That eventuality was ruled out by Jean-Francois Pescheux, the event director.

“This is the Tour de France. Rain hasn’t ever stopped the Tour de France. It would have to really be a natural catastrophe that blocked the road or something like that,” he told The Associated Press.

“Rain isn’t the enemy of the cyclist — it’s part of the sport!”

It was certainly part of Wednesday’s time trial, but not as much as initially feared. While it did rain on parts of the course, the forecast storms hit only after Stage 17 finished. That was a relief because the route went up two climbs in the mountains above the man-made Serre-Poncon lake. The twisting descents could have been terribly treacherous if wetter.

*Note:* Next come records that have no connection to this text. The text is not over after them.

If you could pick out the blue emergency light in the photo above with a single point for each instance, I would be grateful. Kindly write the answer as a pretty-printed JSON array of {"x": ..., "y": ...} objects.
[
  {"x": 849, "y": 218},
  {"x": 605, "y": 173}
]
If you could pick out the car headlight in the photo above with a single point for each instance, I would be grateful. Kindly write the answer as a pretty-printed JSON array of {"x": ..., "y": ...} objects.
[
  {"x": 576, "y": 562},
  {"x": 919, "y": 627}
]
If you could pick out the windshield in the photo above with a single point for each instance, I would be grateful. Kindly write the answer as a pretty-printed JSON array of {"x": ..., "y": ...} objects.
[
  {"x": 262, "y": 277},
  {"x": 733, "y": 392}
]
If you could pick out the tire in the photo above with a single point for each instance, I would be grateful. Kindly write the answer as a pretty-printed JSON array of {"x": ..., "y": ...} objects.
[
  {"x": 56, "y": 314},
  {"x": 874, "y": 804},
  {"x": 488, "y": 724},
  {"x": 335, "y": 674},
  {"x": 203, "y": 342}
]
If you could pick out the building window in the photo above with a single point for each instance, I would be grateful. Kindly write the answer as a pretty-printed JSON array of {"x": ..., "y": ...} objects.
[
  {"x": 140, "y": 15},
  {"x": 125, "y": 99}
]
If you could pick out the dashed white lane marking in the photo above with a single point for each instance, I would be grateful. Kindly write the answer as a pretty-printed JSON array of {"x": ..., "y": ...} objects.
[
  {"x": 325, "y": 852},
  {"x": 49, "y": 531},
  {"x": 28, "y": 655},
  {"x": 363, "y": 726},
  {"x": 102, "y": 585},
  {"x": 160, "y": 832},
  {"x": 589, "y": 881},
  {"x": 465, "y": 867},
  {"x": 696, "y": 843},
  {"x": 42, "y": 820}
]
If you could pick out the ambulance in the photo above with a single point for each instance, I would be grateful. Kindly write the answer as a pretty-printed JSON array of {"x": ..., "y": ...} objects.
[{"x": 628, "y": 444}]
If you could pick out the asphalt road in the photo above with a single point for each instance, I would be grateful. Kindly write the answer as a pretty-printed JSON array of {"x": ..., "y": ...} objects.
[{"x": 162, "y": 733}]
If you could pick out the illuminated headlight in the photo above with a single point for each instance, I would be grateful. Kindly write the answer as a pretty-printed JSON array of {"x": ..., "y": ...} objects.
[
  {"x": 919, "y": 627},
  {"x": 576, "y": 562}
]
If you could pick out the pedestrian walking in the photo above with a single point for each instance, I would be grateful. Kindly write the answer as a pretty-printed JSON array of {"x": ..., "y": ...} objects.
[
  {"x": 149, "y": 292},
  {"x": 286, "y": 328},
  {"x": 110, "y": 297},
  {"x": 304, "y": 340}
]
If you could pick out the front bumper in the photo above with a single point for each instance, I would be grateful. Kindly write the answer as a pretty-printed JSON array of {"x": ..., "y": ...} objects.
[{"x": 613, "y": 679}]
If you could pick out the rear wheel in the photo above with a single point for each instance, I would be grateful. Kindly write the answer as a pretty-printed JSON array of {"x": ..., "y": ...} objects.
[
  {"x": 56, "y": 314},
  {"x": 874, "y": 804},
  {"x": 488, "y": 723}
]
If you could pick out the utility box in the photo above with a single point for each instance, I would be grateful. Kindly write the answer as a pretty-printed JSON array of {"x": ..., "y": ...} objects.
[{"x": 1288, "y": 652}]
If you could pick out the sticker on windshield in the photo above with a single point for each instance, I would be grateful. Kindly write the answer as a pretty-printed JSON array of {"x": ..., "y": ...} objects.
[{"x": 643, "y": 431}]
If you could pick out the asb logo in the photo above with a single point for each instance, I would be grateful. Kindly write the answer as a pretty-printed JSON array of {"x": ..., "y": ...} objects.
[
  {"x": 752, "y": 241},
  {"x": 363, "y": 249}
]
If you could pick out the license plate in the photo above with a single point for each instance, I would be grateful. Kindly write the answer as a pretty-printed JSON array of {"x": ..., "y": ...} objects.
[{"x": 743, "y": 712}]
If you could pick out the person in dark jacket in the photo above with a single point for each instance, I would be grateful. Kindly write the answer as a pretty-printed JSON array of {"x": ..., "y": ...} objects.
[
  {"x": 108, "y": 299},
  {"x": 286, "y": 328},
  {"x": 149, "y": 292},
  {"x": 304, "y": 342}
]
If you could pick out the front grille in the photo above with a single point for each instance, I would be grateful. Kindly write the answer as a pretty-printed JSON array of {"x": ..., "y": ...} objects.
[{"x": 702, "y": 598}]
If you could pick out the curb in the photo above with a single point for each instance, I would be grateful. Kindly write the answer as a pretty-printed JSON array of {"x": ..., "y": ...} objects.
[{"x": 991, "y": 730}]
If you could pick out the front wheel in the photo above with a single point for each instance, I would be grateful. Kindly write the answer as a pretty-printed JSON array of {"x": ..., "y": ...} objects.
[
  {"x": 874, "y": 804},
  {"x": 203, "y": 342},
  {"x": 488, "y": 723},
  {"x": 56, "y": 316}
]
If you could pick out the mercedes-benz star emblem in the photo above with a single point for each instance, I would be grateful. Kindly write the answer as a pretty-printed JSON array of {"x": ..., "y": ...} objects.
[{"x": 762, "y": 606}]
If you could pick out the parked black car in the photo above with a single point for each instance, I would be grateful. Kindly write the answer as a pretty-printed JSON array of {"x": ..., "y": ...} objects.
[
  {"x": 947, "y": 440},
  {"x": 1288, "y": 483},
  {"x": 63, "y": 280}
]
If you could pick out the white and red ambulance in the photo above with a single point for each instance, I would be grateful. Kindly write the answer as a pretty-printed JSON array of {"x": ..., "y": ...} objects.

Froome covered the 32 kilometers (20 miles) in 51 minutes, 33.66 seconds.

“I went into today thinking: ‘OK, I’m going to give this a really good shot, but I’m not going to empty myself,” Froome said. “I really expected to lose at least 30 seconds to a minute to some of the best riders.”

Contador’s gutsy ride bumped him up from third to second in the overall standings, although he is more than four minutes back from Froome.

“When you are second, it’s easier to get to first place,” Contador said hopefully. “But it’s true that he is very strong.”

Bauke Mollema dropped from second to fourth overall. The Dutch rider went too fast into a right-hand bend, slapped into the barriers and briefly came to a stop.

Some riders chose road bikes for the tough course. Contador opted for a time trial bike with an aerodynamic back wheel. Froome used both — switching from an adapted road bike to a time trial bike for the final descent into the town of Chorges.

“The first bike was more adapted to climbing,” Froome said. “The second bike was a little faster.”